Et à quoi le pouvoir créateur doit-il son irréductibilité, sinon au fait qu’il relève du nécessaire, soit de ce qui est c’est-à-dire est sans condition , et non du possible, soit de ce qui devient c’est-à-dire est à condition que. D’où il ressort, en même temps, que ce qui devient et le devenir comme tel se distinguent également.
Entre le premier : qui est en train de, devenir-action ou devenir par existence, et le second : qui est, état-devenir ou devenir par essence, se reproduit l’écart entre contingent et nécessaire. Kierkegaard élabore les termes du rapport d’où se conçoit l’affirmation suivante : oui, le devenir est ce qui permet d’opérer le passage du possible vers la réalité; non, le nécessaire ne saurait se confondre avec le possible, qui est virtualité d’une réalité.
S’articulant aux miettes pour notion comprise dès le XIXe siècle par le philosophe danois, un autre rapport vient alors s’exposer : en devenir se définit le monde comme habitus de l’homme, chantier permanent de son propre changement, mais aujourd’hui bâti en tous lieux sous l’espèce de l’entre-deux pour forme historique du présent.
Nécessaire s’y montre donc plus encore la photographie de Claire Chevrier, forme en continu d’un monde disséminé plutôt qu’émietté, et saisi non comme un ici ou un là-bas, mais comme un fil jamais rompu de l’ici et maintenant, où se joue l’existence même de l’humanité.
Architectures réelles et fictions urbaines, matérialité du lointain ou décor de showroom. Reconduisant la notion de frontières, lignes de jonction ou de passage entre les lieux de l’homme au travail et le portrait de l’homme travaillé par le lieu, sa photographie reposerait, en terme de « comment », la question sans réponse du poète.
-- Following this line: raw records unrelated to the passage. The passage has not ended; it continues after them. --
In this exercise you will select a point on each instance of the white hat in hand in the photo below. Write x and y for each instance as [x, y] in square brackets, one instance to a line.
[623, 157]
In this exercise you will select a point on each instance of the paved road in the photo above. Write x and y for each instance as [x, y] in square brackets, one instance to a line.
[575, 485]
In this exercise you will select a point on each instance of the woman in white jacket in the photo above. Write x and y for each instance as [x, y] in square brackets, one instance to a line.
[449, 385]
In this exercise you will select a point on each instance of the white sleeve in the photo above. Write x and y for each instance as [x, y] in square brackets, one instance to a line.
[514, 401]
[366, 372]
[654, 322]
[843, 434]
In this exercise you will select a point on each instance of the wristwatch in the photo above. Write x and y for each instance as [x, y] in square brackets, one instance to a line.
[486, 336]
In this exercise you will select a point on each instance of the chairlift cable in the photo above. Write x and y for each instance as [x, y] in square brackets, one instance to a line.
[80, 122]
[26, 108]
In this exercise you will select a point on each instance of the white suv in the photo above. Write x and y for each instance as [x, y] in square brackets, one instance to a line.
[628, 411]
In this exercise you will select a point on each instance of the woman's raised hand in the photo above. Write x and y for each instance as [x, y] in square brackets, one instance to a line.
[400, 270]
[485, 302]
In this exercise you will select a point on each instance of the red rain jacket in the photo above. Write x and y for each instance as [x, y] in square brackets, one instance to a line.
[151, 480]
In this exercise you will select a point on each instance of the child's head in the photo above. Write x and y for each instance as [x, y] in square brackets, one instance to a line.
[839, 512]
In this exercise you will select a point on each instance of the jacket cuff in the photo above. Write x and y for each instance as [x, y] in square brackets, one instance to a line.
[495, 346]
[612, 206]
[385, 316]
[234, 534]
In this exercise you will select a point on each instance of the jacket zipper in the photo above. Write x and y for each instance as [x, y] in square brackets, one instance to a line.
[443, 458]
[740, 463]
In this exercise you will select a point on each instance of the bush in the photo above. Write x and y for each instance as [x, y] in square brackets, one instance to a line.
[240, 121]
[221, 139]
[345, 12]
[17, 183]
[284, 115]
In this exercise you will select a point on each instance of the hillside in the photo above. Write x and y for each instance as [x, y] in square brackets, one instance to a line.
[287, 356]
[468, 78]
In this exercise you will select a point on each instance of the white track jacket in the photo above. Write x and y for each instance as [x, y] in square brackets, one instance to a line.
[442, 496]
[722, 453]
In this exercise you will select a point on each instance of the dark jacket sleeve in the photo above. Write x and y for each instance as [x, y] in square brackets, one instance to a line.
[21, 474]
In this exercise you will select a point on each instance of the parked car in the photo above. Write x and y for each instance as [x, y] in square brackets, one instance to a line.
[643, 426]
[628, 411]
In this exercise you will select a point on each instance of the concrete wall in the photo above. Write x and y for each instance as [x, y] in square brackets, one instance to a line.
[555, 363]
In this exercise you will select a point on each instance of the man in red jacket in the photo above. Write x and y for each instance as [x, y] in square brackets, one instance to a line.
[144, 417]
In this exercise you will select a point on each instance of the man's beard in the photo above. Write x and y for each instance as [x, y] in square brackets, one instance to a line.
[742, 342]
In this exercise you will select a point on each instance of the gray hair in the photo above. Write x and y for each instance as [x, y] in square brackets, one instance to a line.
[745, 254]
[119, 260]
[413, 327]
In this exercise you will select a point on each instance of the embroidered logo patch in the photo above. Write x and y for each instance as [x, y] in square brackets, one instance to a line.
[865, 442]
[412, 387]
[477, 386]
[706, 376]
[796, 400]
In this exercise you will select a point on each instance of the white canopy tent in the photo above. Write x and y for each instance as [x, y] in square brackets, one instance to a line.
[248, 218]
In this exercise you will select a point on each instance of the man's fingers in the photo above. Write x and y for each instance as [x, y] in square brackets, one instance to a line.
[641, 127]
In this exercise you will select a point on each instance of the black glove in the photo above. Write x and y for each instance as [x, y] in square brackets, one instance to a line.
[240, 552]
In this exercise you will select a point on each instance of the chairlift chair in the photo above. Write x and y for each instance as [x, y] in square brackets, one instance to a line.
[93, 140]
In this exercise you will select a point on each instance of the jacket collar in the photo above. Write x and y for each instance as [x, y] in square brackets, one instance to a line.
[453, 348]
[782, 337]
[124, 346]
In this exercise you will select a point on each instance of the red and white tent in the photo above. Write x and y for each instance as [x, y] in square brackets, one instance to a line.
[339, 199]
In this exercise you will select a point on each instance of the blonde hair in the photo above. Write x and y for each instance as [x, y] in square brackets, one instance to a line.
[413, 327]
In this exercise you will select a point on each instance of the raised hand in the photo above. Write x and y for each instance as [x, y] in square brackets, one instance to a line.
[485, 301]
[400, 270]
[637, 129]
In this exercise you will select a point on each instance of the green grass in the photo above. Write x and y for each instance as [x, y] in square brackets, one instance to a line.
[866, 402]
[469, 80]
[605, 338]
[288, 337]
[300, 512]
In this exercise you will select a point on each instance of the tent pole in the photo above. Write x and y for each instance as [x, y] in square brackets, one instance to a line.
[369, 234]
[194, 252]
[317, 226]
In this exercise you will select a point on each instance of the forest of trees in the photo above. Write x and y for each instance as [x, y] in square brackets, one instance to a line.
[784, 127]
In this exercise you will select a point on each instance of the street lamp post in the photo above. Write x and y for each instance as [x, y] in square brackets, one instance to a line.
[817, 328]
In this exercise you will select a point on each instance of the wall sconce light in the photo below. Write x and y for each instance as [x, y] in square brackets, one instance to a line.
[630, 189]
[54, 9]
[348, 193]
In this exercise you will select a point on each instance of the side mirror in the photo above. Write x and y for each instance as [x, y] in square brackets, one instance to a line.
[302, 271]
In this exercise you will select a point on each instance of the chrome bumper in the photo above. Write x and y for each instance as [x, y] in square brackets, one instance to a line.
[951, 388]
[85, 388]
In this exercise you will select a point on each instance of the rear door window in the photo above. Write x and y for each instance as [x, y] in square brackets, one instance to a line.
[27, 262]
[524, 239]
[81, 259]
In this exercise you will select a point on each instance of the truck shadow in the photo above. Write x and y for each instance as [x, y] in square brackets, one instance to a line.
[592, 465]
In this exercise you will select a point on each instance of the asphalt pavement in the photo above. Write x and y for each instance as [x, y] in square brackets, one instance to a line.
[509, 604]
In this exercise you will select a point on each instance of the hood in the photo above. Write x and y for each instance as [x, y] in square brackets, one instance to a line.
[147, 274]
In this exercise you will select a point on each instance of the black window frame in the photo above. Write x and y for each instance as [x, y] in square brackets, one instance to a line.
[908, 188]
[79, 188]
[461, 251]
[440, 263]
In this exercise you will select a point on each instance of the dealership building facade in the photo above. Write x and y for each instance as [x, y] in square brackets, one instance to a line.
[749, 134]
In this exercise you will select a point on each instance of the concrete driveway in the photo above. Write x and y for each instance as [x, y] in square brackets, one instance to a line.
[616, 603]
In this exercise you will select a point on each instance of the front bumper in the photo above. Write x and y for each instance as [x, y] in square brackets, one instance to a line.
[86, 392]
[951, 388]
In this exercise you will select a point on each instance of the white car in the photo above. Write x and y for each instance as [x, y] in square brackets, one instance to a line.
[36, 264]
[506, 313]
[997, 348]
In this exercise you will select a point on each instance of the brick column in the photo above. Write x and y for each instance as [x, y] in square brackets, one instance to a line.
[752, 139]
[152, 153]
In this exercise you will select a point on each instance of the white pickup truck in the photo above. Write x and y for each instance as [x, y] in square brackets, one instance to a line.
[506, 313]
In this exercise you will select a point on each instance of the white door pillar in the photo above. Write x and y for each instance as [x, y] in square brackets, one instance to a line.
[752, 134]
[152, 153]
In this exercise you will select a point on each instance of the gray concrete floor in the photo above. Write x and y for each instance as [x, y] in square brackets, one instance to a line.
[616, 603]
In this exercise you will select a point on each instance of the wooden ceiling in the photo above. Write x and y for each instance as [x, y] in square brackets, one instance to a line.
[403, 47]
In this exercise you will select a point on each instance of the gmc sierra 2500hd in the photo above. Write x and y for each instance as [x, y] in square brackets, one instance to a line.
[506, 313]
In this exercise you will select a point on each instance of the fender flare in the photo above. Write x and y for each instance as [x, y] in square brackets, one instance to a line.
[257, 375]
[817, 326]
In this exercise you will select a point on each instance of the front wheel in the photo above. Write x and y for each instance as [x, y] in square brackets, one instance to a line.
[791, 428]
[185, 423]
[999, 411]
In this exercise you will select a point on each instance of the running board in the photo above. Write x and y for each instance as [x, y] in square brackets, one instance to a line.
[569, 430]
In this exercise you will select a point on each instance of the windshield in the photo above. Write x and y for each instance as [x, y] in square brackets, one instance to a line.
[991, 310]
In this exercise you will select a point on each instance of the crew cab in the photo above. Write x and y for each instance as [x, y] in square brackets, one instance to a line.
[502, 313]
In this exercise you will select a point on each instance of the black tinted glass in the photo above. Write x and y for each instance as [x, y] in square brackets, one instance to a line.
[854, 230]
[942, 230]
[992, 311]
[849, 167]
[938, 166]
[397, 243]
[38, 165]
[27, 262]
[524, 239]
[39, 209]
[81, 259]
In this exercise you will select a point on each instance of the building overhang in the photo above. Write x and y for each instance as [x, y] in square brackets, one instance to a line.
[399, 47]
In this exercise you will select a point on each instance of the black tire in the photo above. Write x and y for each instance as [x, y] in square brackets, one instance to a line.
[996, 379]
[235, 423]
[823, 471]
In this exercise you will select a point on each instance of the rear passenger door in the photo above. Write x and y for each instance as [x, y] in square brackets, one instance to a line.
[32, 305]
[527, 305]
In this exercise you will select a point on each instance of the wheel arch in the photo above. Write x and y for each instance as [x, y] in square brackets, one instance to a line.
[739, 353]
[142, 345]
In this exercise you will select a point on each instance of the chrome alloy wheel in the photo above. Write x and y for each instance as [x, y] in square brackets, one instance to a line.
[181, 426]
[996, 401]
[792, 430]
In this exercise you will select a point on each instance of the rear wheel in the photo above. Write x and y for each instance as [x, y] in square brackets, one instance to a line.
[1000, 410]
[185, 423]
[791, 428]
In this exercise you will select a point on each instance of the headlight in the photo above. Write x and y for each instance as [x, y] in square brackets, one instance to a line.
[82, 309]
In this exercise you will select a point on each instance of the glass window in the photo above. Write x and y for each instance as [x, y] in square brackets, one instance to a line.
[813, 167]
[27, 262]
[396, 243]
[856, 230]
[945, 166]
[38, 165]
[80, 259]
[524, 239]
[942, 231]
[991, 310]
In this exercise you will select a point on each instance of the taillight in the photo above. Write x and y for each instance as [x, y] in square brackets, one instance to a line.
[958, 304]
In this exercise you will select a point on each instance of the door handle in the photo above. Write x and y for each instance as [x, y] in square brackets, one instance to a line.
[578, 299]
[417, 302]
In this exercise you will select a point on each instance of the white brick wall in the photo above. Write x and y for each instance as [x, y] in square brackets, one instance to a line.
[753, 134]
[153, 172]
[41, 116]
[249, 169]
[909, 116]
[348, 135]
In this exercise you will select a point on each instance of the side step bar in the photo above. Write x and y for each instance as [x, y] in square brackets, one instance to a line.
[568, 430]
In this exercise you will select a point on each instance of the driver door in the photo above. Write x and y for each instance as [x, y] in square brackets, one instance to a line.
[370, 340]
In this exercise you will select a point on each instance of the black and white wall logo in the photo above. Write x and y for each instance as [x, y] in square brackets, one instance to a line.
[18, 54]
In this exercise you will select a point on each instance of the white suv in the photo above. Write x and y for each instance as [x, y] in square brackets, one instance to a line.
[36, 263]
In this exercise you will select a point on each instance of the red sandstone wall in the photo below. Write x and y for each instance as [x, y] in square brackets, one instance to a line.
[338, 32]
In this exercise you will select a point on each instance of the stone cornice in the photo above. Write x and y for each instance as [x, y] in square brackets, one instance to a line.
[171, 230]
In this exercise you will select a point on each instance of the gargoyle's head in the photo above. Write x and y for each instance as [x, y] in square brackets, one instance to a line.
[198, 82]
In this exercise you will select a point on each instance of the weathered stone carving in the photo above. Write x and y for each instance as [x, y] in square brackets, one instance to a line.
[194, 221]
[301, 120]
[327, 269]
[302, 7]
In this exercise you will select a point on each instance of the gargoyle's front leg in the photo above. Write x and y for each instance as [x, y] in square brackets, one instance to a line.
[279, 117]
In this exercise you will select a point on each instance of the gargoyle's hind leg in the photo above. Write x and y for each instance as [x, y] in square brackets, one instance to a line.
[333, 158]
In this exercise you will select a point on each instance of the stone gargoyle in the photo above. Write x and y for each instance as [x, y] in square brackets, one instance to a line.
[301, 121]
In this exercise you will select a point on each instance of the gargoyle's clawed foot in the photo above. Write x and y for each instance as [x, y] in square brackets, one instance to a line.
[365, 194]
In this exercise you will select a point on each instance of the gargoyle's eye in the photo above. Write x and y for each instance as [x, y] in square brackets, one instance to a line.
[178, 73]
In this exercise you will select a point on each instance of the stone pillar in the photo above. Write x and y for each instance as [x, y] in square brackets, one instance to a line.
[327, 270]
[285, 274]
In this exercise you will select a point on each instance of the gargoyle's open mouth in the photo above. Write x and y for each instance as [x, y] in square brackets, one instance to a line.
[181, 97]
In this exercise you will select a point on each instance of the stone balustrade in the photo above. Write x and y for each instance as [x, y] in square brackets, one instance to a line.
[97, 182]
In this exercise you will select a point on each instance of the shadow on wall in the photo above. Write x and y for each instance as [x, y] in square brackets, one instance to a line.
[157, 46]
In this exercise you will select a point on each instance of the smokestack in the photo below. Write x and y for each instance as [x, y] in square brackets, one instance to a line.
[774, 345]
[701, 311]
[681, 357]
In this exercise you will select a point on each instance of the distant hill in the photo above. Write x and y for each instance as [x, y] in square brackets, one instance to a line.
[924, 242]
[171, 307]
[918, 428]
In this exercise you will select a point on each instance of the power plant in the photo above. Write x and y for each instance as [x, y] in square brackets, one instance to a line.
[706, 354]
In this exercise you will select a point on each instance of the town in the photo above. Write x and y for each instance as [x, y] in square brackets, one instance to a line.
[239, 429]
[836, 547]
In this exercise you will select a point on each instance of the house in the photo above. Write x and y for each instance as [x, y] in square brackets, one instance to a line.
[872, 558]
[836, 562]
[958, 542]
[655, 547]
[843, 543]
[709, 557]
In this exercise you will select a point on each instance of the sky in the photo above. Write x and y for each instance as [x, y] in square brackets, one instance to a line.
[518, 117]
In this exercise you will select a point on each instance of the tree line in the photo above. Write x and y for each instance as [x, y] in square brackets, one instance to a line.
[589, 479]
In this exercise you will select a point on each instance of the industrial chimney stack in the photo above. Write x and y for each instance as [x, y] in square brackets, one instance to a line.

Place, emplacement, déplacement, comment être dans le monde en temps de rupture ou de déchirure, marge ou intervalle ? Lagos, Bombay, Damas... à voyager dans le monde géographique aux fins de son œuvre2, c’est dans sa dimension de topos que Chevrier l’interroge. Celle du monde comme espace non pas quantitatif mais réflexif, scène de relations invariantes dans le processus de transformations continues qui pourtant les anime.
Le monde comme état de l’invisible
Barrant l’horizon d’un terrain vague où les cartons traînent entre les flaques d’eau, la silhouette d’un centre commercial en chantier découpe son architecture type « exotisme globalisé ». Gris du ciel, de la terre et du béton qu’abaissent encore davantage le rouge et le jaune signalétiques sur le vert de poutrelles rectilignes, L. A. Chinatown (2003) nous fait découvrir ce que nous pourrions tout aussi bien situer à la limite fantomatique de Paris intra/extra-muros, de même qu’au détour du réseau de freeways enserrant Pékin. Ici ou là-bas, le monde se présente dans l’indifférence du monde, édifiant comme un seul monument à la périphérie des grandes villes ses « exo town » ou « exo land », dont le Chinatown de Los Angeles vient offrir l’emblème.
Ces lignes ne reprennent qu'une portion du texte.